A consistent refrain from defenders of free speech is that the remedy for speech you dislike is more speech, not less. This logic was turned on its head in an article in Barron’s recently.
The author, Thomas G. Donlan, spends most of the article highlighting very effectively the “tangled web” of campaign finance laws and regulations that create an increasingly confusing system for all but the sharpest legal minds. He also correctly explains that the obsession with overturning Citizens United v. FEC has become a “political shibboleth” for those opposed to robust First Amendment protections.
It’s the end of Donlan’s piece that takes an unfortunate turn:
“Many Republicans are arguing that forcing nonprofits to disclose their donors is intended to make them easy targets for opponents who want to harass and intimidate the donors.
The First Amendment quite properly says nothing about protection against harassment. The constitutional cure for speech is always more speech. If one set of politicians say nasty things against another set, that’s the political process. The voters can decide.”
The issue at hand is most certainly not politicians saying “nasty things” about each other. It is ordinary citizens being dragged into the fray simply for supporting the candidates and causes for which they are passionate.
Disclosure rules are by and large aimed at donors – federal law says that those who give over $200 to a candidate, party, or PAC must have their name, home address, and employment information publicly reported. Those who give to independent expenditure-only groups (so-called super PACs) have the same information disclosed. It is solely 501(c) nonprofits, which are forbidden by law from having political activity as their primary purpose, that are not required to disclose all of their donors, since a donor who gives to a charity is likely to do so without approving or being aware of the group’s minor political activities. Critics misleadingly call such private giving “dark money” and want to expose that donor information to the public as well.

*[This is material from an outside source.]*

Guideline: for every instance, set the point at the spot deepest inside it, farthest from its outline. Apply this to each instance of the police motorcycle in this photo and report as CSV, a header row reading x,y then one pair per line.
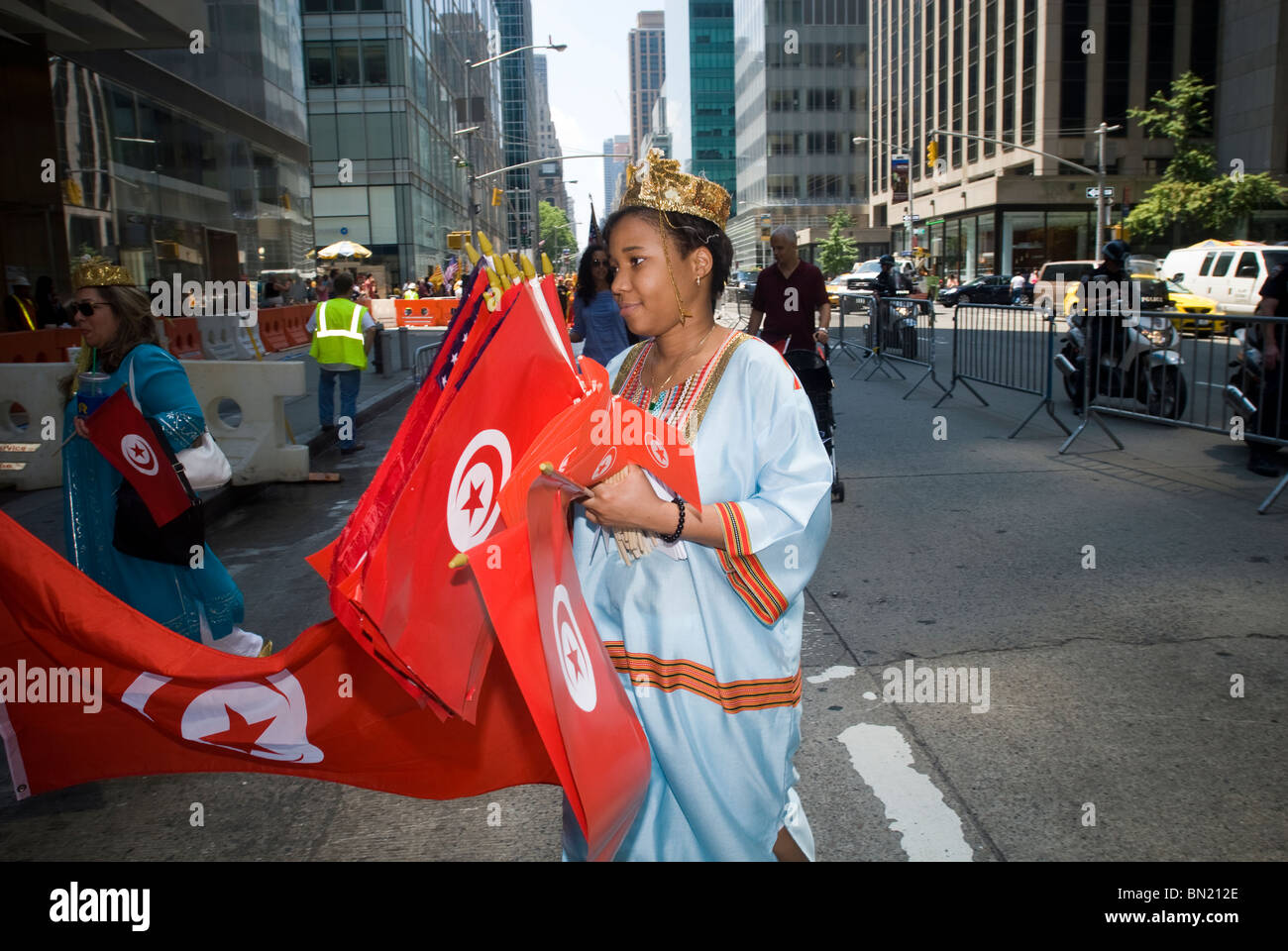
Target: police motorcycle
x,y
1142,363
894,325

Why does this matter? The fear is that, given the penchant for those in power to harass their opponents (see: NAACP v. Alabama, Watergate, the IRS scandal, etc.), ordinary citizens could face similar wrath. Even private citizens, eager to create trouble for their neighbors who hold differing beliefs, can simply look up a specific ZIP Code online and find out the political affiliations of those living within it.
Donlan sees no problem here, and asserts – without further explanation – “outlawing anonymous political speech” is “a practical question.” Even harassing people is free speech in his view, and to deny information allowing that “speech” to thrive is a “dangerous idea.”
In reality, donor disclosure does not merely allow activists to call out a group’s supporters individually, it allows them to promote boycotts of those supporters’ businesses, make threatening phone calls to their families, or even follow their kids home from school. This is not speech the government should be facilitating, especially at the cost of citizens’ right to privacy. Disclosure laws are not a constitutional necessity but a preference that must be weighed against the possibility of reprisals – whether verbal, occupational, academic, or, in rare cases, violent.
To make his point, Donlan quotes Harry S. Truman: “If you can’t stand the heat, stay out of the kitchen.” Maybe that sentiment rings true for professional politicians. Some may also have little sympathy to muster for wealthy private donors, like Charles and David Koch, George Soros, Tom Steyer, or Michael Bloomberg, who, at least in the Kochs’ case, have been publicly denounced by elected officials for their advocacy efforts.
But this is a cavalier attitude to possess about individuals who face retaliation from, say, their boss or colleagues, because of a $250 donation to Bernie Sanders or Ted Cruz. Such a consequence will only discourage Americans from getting involved in politics. No one should have to “stay out of the kitchen” for fear of harassment.
A question for Mr. Donlan: if there is no reasonable expectation of anonymous political speech, why stop at donations? We could disclose everyone who volunteers for a candidate or cause; attends a protest, meeting, or event; buys political bumper stickers, yard signs, or other merchandise; comments on the internet; or calls into a radio station. Oh, and we might as well do away with the secret ballot too. After all, what would make the political system more transparent than a complete, open record of all Americans’ political activities?
This is the logic at play here – harassment is not only acceptable, but a necessary consequence of the increasingly insatiable desire for full knowledge of citizens’ political preferences. We at the Center disagree. Democracy and free speech are for everyone – not simply those who can withstand abuse.